POS KUPANG.COM, KUPANG--Saat ini, terdapat sebelas bank perkreditan rakyat (BPR) di Nusa Tenggara Timur. Bahkan sudah ada lagi tambahan usulan dua BPR. Bank-bank yang ada semuanya sehat.   

Hal ini dikatakan oleh Kepala Kantor Otoritas Jasa Keuangan (OJK) Propinsi NTT, Winter Marbun ketika ditemui di ruang kerjanya, Selasa (20/5/2014) siang.  Meski demikian kata Marbun, OJK terus memberi perhatian terhadap lembaga yang menyediakan jasa keuangan, termasuk BPR ini agar tidak menjadi bank yang gagal.

Marbun mengatakan, khusus untuk BPR, perlu pembenahan lagi seperti  peralatan  komputer dan terus meningkatkan sumber daya manusia (SDM) karyawan. Total aset BPR di wilayah NTT kata dia, meningkat sebesar 33 persen dibanding tahun sebelumnya dan total kredit yang disalurkan meningkat 40 persen dibanding tahun sebelumnya.

"Data ini memberi bukti kalau BPR di wilayah ini tergolong sehat," katanya. Menurut Marbun, kehadiran OJK di daerah termasuk Kantor OJK Propinsi NTT bertujuan meningkatkan kepercayaan masyarakat kepada sektor jasa keuangan di daerah. Prioritas OJK di daerah adalah memberikan edukasi bagi perusahaan jasa keuangan.

"Supaya mendapatkan kepercayaan dari masyarakat, pelayanan jasa keuangan harus sehat. Untuk itu, cara yang dilakukan OJK adalah mengawasi dan mengatur aktivitas jasa keuangan dan memberi edukasi kepada masyarakat supaya bisa memiliki jasa keuangan yang sehat baik terhadap BPR, bank umum, perusahaan pembiayaan (finance) dan asuransi," kata Marbun.

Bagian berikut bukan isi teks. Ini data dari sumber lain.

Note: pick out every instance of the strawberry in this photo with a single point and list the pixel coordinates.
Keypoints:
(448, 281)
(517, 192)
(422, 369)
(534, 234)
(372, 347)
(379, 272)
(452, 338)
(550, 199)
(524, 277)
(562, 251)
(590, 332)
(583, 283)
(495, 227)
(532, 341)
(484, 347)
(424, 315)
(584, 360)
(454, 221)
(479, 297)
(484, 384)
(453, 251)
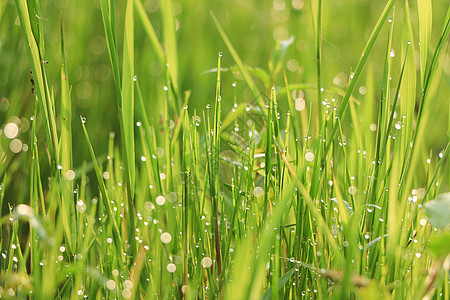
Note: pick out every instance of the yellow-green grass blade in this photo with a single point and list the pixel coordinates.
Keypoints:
(103, 190)
(408, 87)
(126, 111)
(127, 107)
(424, 9)
(170, 42)
(65, 153)
(108, 17)
(362, 61)
(41, 89)
(248, 79)
(150, 31)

Sebelumnya diberitakan (Pos Kupang, 17/5/2014), Lembaga Penjamin Simpanan (LPS) telah melikuidasi 55 Bank Pembangunan Rakyat (BPR) dari 2006 sampai dengan 2013. Mengenai hal ini LPS mengatakan bahwa sebagian besar karena kecurangan dan konflik di antara manajemen  bank yang bersangkutan. "Kebanyakan karena konflik dengan manajemen, jadi ada indikasi pencurian dan penipuan, makanya diserahkan ke LPS," kata Ahli Bidang Kebijakan Strategis dan Penanganan Bank LPS, Poltak L Tobing di Jakarta, Jumat (16/5/2014).

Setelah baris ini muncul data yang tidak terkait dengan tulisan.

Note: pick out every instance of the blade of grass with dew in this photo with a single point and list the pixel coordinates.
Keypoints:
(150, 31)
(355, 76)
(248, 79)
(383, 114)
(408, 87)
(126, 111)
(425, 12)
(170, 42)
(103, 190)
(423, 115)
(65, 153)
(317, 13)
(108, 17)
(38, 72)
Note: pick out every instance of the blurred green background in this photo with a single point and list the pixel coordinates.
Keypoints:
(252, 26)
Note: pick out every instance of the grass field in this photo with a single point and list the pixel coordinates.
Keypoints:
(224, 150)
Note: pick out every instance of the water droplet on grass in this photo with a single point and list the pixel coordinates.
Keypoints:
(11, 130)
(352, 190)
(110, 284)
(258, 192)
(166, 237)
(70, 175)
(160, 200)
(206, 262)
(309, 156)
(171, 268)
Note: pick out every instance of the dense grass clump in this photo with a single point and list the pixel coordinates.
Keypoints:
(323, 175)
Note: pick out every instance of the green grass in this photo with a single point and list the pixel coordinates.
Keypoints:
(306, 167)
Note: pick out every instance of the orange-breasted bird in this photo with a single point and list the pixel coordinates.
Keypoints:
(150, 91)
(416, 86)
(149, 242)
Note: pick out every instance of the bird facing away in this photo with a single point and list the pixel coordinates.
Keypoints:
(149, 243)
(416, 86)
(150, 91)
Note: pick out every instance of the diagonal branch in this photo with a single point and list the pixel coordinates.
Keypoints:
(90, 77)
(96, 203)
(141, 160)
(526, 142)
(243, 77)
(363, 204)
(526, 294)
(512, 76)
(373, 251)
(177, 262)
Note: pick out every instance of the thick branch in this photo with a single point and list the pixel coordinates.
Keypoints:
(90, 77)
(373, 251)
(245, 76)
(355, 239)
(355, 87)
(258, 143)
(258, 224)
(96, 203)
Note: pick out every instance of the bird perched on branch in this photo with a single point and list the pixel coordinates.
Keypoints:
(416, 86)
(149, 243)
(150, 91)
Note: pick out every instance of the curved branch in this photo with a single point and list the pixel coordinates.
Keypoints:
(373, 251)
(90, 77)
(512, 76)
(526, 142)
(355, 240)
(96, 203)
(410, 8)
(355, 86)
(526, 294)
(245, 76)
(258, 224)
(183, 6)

Ia menambahkan bahwa selama ini memang BPR tidak selalu patuh terhadap ketentuan untuk mengumumkan LPS Rate dan maksimum nilai simpanan yang dijaminkan LPS.
Hal Ini bisa memengaruhi modal BPR jika  dananya ditujukan ke nasabah dengan bunga yang tinggi, sedangkan nasabah tidak mengetahui bunga dan simpanan yang dijaminkan dalam LPS rate.